Researchers at America's Yale University have found that spending time on a poorly fit bicycle seat – in which fit refers to position or how the seat’s design ‘fits’ a rider’s anatomy – could be as hazardous to women's sexual health as men’s.
The report, published online in the Journal of Sexual Medicine, follows the line of similar studies which suggested that bike riding could result in erectile dysfunction in men. The new study draws a conclusion based on the way conventional saddles are designed and the fact that many riders position their body weight on the nose, thus compressing nerves and blood vessels in the genital area.
But before women decide to hang up the bicycle, researchers say more studies need to be conducted. “It's important to take the information from the study and do something about it,” Dr Marsha K Guess Sr, administrative assistant, Urogynecology, at the Yale School of Medicine, and an author of the study, told BikeRadar. But this doesn't mean not riding. “We're not telling people not to ride,” Guess said. “Instead we're telling them to check out alternatives, including [using different] saddles and handlebars.”
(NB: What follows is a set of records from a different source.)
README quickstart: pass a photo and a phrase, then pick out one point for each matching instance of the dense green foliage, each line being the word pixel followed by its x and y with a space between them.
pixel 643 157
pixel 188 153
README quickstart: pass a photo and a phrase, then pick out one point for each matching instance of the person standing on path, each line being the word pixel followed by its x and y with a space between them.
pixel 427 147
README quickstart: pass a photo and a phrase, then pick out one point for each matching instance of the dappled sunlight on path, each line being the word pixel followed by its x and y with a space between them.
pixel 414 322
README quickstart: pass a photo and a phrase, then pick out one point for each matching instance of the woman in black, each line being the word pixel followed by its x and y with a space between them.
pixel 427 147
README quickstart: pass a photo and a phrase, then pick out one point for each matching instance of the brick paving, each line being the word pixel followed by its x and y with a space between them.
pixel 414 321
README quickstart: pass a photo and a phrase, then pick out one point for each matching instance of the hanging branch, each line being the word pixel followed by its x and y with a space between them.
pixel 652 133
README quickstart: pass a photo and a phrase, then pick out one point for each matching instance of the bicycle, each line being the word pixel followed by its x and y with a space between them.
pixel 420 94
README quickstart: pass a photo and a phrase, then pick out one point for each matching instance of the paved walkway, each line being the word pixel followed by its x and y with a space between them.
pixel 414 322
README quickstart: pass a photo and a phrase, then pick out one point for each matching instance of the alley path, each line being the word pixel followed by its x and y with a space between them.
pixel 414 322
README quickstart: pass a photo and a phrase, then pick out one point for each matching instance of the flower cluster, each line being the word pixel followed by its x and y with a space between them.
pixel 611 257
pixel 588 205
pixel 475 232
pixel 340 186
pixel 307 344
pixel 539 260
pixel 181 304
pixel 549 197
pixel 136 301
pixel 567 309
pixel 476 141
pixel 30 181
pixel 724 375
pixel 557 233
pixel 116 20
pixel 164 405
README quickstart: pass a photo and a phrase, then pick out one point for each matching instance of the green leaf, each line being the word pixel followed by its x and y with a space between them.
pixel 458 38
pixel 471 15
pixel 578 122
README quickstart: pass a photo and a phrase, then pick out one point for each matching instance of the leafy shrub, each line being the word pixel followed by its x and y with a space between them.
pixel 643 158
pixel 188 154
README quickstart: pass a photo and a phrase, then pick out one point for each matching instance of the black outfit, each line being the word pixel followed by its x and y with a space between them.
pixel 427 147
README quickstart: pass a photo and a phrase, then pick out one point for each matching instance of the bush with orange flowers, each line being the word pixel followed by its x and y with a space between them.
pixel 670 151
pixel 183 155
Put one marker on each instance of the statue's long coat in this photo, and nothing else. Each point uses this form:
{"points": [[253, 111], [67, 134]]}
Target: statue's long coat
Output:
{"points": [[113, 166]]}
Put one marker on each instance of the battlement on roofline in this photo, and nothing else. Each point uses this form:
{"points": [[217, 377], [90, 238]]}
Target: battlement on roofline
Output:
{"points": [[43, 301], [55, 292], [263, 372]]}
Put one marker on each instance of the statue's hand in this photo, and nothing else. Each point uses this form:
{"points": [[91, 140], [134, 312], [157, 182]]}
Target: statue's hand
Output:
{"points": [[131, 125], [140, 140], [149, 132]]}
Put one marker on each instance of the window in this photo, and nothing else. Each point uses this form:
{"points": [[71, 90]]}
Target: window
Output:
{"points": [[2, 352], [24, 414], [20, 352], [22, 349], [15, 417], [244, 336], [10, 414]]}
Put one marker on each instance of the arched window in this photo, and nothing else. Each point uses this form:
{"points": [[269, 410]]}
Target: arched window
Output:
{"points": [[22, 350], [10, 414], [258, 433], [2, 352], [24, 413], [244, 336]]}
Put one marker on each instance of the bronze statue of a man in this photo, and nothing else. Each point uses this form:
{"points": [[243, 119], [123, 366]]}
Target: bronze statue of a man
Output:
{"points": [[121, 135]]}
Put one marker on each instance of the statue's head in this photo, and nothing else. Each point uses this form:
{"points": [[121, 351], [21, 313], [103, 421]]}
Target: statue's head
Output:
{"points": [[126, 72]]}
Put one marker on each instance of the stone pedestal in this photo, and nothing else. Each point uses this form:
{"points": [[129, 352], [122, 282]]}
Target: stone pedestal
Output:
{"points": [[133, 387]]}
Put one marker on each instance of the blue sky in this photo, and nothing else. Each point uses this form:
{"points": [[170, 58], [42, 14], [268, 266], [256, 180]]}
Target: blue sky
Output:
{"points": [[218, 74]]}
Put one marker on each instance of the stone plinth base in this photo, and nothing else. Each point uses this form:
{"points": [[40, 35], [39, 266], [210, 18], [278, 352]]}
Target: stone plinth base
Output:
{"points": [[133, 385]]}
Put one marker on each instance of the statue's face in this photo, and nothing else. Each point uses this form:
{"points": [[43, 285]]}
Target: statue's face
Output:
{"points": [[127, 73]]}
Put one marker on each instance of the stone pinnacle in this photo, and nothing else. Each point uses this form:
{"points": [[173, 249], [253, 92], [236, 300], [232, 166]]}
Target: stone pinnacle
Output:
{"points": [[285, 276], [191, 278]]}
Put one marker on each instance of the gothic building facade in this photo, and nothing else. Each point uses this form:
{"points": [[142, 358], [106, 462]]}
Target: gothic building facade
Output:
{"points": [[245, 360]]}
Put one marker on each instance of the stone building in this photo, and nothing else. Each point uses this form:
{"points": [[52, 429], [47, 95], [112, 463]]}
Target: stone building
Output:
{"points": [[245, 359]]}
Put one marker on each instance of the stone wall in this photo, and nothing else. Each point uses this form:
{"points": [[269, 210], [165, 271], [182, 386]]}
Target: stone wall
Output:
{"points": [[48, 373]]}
Both position and saddle profile matter: the right fit means everything for comfort and health
In fact, the position of the handlebar in relation to the saddle is a central tenet of the study. It was noted that there was more pressure on the rider’s perineum when leaning forward. The researchers suggested that the seat shouldn't be higher than the handlebar, reducing the leaning and hence the pressure.
What was unique about this study, said Guess, was that it was very specific about women. “We looked at recreational riders who ride regularly,” she said. “We studied very avid cyclists.” Many of those participants brought their own saddles, and it was found that narrow designs tended to cause more issues.
“Many of the bicycle riders reported a decreased sensation, or numbness,” said Guess. “This could result in sexual dysfunction. For this reason we've told women to take caution, and consider alternatives in position, saddle and amount of riding.” But she stressed that this wasn't meant to be an anti-bicycle study. “You have to look at big picture,” she said. “This was just meant to open up an avenue to determine if there is a problem, and reduce those risks.”